In Europe, as in the US, voters are in a highly rebellious, volatile mood. Pro-European sentiment has cooled several degrees, and Euroscepticism has grown. Even with Trump in Washington, it is by no means certain that European citizens will be in any mood for what is tritely referred to as ‘more Europe’: rather the opposite, due to a certain reversion to all that is national, as far as identity is concerned, which also counts.
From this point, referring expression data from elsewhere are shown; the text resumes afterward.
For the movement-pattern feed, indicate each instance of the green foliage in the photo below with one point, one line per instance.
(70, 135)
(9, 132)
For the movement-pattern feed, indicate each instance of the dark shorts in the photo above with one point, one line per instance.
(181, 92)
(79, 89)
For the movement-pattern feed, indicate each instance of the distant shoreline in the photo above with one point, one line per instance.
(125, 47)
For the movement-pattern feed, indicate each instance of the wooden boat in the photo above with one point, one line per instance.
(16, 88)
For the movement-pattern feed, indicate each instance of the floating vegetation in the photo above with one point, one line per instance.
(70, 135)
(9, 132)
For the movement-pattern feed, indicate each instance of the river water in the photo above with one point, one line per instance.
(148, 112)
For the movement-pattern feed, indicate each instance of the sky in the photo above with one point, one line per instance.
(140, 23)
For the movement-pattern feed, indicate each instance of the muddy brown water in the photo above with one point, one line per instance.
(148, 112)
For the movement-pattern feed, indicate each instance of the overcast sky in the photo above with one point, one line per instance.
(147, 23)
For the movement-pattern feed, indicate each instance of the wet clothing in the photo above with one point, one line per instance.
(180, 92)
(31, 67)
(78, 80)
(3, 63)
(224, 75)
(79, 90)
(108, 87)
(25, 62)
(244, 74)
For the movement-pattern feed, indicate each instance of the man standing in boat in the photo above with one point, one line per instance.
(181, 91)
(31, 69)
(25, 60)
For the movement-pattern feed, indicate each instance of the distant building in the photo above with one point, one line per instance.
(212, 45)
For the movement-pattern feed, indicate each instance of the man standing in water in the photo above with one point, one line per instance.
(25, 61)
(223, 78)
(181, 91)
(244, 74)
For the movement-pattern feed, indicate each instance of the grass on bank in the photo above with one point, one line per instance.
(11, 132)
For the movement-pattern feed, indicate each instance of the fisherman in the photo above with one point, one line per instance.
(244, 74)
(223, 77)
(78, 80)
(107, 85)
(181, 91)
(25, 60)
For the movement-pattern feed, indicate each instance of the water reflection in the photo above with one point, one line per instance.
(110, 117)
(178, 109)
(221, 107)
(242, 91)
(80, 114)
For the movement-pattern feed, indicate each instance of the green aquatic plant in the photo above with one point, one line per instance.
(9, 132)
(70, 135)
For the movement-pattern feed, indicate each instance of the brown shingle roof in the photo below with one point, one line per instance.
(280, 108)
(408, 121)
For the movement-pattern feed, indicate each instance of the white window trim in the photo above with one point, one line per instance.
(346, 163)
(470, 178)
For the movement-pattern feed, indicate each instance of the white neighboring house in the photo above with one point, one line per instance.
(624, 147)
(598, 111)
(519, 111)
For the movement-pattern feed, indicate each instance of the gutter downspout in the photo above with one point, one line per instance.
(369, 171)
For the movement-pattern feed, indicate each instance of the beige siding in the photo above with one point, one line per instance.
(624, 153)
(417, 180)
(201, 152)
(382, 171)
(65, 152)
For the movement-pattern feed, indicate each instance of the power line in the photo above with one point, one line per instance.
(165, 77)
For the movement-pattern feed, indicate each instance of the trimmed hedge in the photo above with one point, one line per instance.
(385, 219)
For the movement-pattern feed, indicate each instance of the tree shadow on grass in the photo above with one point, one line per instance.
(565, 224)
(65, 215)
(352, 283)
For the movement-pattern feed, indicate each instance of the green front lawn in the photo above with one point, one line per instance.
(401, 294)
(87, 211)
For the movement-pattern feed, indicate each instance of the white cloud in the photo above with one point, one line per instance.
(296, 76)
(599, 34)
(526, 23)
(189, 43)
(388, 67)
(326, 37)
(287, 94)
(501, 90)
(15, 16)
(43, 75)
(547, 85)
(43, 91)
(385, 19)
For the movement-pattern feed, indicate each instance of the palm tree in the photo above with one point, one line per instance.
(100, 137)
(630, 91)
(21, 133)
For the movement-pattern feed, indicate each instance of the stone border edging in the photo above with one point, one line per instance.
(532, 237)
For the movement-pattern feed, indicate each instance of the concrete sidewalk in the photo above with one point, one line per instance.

Euroscepticism –with the notable exception of the Spanish– and pessimism about Europe has spread throughout the EU, as shown by the recent Demos poll, in which the Elcano Royal Institute participated, part of a research project entitled ‘Nothing to Fear but Fear Itself’. But this is the state we are in: beset by fear and dismay.
Hence the importance of Merkel’s letter to Trump in which, apart from congratulating him, she reminds him, in what is a rather uncommon gesture, of the ‘common values’ on which their relations are based: ‘democracy, freedom, as well as respect for the rule of law and the dignity of each person, regardless of their origin, skin colour, creed, gender, sexual orientation or political opinions’. The problem is that in the European Union itself certain groups and countries are starting to question these values.
De Gaulle used to refer to the US as the ‘external federator’ of Europe in a positive sense. Negatively, Trump could also perform this role. But make no mistake: to a large extent Europeans’ problems originate in themselves. There is no need to seek external culprits. None of the people who sit on the European Council are thinking at the moment in European terms, but rather in essentially national ones. They are inward-looking. And if it comes to pass, the ‘infection effect’ will only make matters worse.